Le Soudan du Sud fait sécession du Soudan et accède à l’indépendance après des années de combats, des négociations fastidieuses et un référendum.
Des affrontements éclatent après que le président Salva Kiir accuse son vice-président, Riek Machar, et les sympathisants de ce dernier d’avoir fomenté un coup d’État.
Les deux parties se rencontrent en Éthiopie pour signer l’Accord sur la résolution du conflit au Soudan du Sud, qui doit permettre de ramener la paix.
Le dirigeant de l’opposition Riek Machar retourne à Djouba et est investi dans la fonction de premier vice-président ; un gouvernement d’union nationale est formé afin d’assurer la transition.
Lorsque des combats éclatent à Djouba, Riek Machar et ses forces fuient la capitale et trouvent refuge dans un pays voisin, la République démocratique du Congo ; le conflit s’intensifie dans la région d’Équatoria (sud du pays).
Le conseiller spécial des Nations unies pour la prévention du génocide met en garde contre la probabilité élevée que les violences prennent une connotation ethnique et le risque de génocide.
Le conflit touche certaines parties de la région d’Équatoria et des États de Bahr el Ghazal occidental, de Jonglei, d’Unité et du Haut-Nil ; le 22 juin 2017, les Nations unies indiquent que l’insécurité alimentaire a atteint un niveau sans précédent dans plusieurs régions.

Le chemin vers la justice

Le Soudan du Sud n’est pas partie à la Cour pénale internationale (CPI), qui n’est donc pas compétente pour connaître des crimes perpétrés dans le contexte du conflit actuel.

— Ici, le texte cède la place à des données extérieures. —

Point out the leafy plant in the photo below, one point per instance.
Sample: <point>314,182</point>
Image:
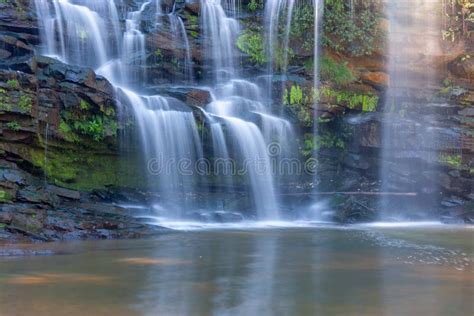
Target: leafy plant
<point>252,43</point>
<point>337,73</point>
<point>14,84</point>
<point>14,126</point>
<point>25,103</point>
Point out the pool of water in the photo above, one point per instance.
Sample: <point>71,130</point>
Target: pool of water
<point>267,269</point>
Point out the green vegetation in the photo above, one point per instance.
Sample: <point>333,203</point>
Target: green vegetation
<point>354,35</point>
<point>14,126</point>
<point>5,197</point>
<point>84,170</point>
<point>5,101</point>
<point>14,84</point>
<point>334,72</point>
<point>252,43</point>
<point>459,17</point>
<point>454,161</point>
<point>364,102</point>
<point>255,5</point>
<point>325,140</point>
<point>83,122</point>
<point>25,103</point>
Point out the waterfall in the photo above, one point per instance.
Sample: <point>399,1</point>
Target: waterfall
<point>219,33</point>
<point>241,124</point>
<point>240,107</point>
<point>179,36</point>
<point>409,140</point>
<point>273,11</point>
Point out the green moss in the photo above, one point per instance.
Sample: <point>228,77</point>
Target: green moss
<point>14,84</point>
<point>84,170</point>
<point>355,35</point>
<point>5,197</point>
<point>454,161</point>
<point>255,5</point>
<point>252,43</point>
<point>14,126</point>
<point>334,72</point>
<point>25,103</point>
<point>84,105</point>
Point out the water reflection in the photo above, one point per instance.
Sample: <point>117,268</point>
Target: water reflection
<point>325,271</point>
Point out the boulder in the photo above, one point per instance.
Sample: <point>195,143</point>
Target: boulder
<point>376,79</point>
<point>463,66</point>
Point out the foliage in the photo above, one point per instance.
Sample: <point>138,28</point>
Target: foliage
<point>459,20</point>
<point>14,126</point>
<point>355,35</point>
<point>25,103</point>
<point>364,102</point>
<point>325,140</point>
<point>255,5</point>
<point>5,197</point>
<point>454,161</point>
<point>252,43</point>
<point>337,73</point>
<point>14,84</point>
<point>88,122</point>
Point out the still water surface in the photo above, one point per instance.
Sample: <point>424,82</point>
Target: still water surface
<point>324,270</point>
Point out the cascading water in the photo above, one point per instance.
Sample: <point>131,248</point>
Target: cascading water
<point>409,138</point>
<point>241,124</point>
<point>239,106</point>
<point>179,36</point>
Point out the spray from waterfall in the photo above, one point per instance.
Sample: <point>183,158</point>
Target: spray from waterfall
<point>409,141</point>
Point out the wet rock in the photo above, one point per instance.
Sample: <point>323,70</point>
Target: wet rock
<point>65,193</point>
<point>452,202</point>
<point>36,195</point>
<point>356,161</point>
<point>463,66</point>
<point>378,80</point>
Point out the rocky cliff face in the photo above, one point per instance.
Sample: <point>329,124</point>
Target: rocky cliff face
<point>59,124</point>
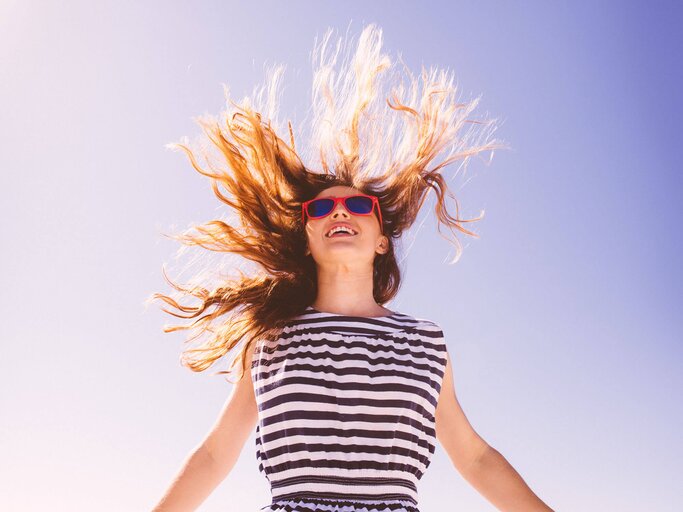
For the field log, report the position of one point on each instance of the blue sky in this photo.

L’accord de paix signé par les deux parties en août 2015 prévoit la création d’un tribunal d’exception, chargé d’enquêter sur ces atrocités et d’en poursuivre les responsables présumés. Malheureusement, ce dossier est presque au point mort.

Le tribunal hybride pour le Soudan du Sud, qui associera des éléments du droit national et du droit international et sera composé de juristes sud-soudanais et étrangers, constitue actuellement la solution la plus viable pour garantir le respect de l’obligation de rendre des comptes concernant les crimes commis pendant le conflit, et pour prévenir d’autres violences. Il faut que la Commission de l’Union africaine redouble d’efforts afin que le tribunal hybride puisse voir le jour rapidement.